Malum yapı milli eğitimi ele geçirince il sıralamalarını kaldırdı. İllerde sözde SODES projeleriyle devletin parasını çekmek için, kaymakamlıkları kendilerine müşteri yaptı, her ili başarılı gösterdiler: “Bakın SODES projelerinden, kaymakamlıkların öğrencileri dershanelere göndermesinden sonra Erzurum 25. oldu!” yalanını söylediler. Ben hariç Erzurum’da herkes inandı. Aslında başka illerde de aynı şeyi yaptılar. Sınavlarda başarısız her il, bu projelerden sonra kendisini ilk 20-30 ilin arasında sanıyor, diğer illerin kaçıncı olduğunu bilmiyordu; çünkü açıklanmıyordu. Sosyolojiden, psikolojiden, eğitimden habersiz olanlar ve o malum yapılanmanın reflekslerini öngöremeyenler inanır bu aptalca yalana… Kimse kusura bakmasın ve herkes itiraf etsin ki inandınız! Her başarısız il, oranın milli eğitim müdürleri, kaymakamları, valileri çok mutluydu… Gerçeklerden habersiz… 60. – 70. olduklarından habersiz… Kendilerini övüyorlardı il sıralamasında 20., 25. olduk diye… Biz başardık diye.. O halde devlet eliyle kurs açmaya, SODES projelerine, kaymakamlık paralarını malum yapıya akıtmaya devam!

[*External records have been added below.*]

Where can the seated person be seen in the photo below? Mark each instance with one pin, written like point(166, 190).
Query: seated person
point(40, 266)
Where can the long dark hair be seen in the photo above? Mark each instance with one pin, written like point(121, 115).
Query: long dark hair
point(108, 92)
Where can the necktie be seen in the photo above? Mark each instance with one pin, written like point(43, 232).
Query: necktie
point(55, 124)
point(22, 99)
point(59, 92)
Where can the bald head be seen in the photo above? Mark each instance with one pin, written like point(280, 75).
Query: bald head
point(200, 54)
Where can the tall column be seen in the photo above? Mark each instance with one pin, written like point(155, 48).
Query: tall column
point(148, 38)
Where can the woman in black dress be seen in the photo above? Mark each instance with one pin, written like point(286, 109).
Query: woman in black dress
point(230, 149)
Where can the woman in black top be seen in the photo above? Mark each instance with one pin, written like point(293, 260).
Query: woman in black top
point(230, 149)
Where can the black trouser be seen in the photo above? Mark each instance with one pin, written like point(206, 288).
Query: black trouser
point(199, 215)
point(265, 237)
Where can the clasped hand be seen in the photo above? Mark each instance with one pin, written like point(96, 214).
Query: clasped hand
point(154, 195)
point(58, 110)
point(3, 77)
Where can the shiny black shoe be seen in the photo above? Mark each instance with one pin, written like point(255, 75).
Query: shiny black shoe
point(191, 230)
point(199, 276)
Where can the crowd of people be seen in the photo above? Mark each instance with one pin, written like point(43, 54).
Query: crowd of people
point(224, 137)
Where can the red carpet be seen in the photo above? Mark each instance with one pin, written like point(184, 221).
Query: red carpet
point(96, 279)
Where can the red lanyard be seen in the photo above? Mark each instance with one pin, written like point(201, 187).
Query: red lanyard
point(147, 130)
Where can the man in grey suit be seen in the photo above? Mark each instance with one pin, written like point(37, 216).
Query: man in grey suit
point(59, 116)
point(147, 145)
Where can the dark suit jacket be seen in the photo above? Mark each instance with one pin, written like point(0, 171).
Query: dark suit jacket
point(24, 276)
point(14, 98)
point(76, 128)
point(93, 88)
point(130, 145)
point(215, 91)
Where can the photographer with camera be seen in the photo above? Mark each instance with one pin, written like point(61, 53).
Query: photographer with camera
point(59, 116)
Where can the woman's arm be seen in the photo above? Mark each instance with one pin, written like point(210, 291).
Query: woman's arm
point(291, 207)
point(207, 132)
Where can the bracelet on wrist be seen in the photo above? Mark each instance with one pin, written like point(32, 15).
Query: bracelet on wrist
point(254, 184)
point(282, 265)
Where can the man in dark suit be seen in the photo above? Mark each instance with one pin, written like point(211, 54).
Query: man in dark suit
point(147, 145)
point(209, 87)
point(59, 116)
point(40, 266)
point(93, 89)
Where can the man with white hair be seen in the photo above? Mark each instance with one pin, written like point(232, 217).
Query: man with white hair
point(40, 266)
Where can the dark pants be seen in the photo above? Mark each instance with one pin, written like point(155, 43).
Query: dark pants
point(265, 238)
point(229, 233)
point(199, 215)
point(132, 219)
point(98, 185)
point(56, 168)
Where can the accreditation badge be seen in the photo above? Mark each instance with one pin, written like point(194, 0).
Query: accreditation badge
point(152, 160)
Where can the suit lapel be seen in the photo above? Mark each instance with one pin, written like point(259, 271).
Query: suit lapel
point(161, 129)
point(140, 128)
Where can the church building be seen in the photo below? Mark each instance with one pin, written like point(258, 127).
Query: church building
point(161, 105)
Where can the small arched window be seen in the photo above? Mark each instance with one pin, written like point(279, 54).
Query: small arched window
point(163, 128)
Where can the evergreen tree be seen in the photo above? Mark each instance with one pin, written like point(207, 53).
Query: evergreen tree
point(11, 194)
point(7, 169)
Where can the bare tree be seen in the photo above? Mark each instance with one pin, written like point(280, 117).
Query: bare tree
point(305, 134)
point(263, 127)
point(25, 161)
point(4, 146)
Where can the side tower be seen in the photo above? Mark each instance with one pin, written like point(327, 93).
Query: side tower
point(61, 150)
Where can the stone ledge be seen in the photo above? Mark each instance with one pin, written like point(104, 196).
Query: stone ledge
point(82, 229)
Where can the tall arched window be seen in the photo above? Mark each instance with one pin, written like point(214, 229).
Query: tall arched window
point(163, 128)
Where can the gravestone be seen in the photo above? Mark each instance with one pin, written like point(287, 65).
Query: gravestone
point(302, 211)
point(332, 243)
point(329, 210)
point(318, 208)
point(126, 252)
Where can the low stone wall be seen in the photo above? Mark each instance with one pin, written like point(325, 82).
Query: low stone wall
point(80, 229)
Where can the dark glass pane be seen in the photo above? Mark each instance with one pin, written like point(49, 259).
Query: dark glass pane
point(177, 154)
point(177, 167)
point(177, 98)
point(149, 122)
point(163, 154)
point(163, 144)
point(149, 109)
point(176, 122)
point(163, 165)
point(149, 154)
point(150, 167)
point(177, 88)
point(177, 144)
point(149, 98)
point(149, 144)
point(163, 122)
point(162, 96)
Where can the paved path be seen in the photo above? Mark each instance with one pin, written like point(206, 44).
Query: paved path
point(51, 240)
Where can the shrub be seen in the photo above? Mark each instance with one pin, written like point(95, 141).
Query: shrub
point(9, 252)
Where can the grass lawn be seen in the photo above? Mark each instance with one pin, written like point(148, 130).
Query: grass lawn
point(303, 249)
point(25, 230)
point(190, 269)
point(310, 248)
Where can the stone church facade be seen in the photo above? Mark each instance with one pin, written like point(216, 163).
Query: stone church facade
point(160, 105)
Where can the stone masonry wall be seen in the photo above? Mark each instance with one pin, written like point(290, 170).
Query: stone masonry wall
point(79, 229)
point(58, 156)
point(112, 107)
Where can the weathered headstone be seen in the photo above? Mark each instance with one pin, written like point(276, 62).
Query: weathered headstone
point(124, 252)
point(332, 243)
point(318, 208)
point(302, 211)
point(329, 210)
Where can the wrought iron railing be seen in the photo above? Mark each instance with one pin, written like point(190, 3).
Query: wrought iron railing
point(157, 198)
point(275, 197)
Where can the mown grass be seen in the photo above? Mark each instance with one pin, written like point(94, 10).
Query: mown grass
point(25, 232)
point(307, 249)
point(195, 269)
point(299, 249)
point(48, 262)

Hatırlayanlar olacaktır, o yıllarda bir yazı kaleme aldım bu durumu dile getiren… Erzurum’da bir dernek kurdurmuşlardı, adı da Palandöken Dershaneler Birliği… PALDER… Projelerini bu dernek üzerinden yürütüyorlardı. Yazımın adı “PALDIR KÜLDÜR” idi. Yalanları, yanılgıları ifşa etmiştim.
Başta il milli eğitim müdürü, vali yardımcısı olmak üzere yukarıdan aşağı yetkililerin hepsi yerinden zıpladı… Sonrası tehditler, aba altından sopa göstermeler…
Neyse, bugüne dönelim..
Demem o ki, dün de böyleydi, bugün de… Eski milli eğitim müdürü Fevzi Budak’ın son dönemlerinde de il sıralaması aşağı yukarı böyleydi, sonrakiler zamanında da…
Sonuç…
Her il çok başarılı olsa da yine bir sıralama olacak ve bir şehir 58., diğeri 80. duruma düşecek…. Aynı şey her ilin başarısız olması durumunda da geçerli… Bir il 1., diğeri 30., bir diğeri 60. olacak…
İşin esası şudur: Türkiye’nin OECD ülkelerinin lise çağındaki öğrencileri arasında yapılan PISA Matematik ve Fen Bilimleri sınavında durumu belli. Hep sonlarda… 72 devlet arasında 50.
Ve Erzurum…
Gösterilecek üstün gayretler sonunda bile 58. sıradaki bir il, Erzurum ancak 8 – 10 basamak yükselir… Eğitim o şehirde yaşayan insan kaynağının eğitim hassasiyetiyle ilgili bir durum.. Yani sosyolojiden bağımsız değil eğitim. Dilimizde pelesenk olan o sözü neydi: Erzurum nitelikli göç verirken hızla niteliksiz göç alıyor! Geri kalmışlık üstten aşağı bir bütündür.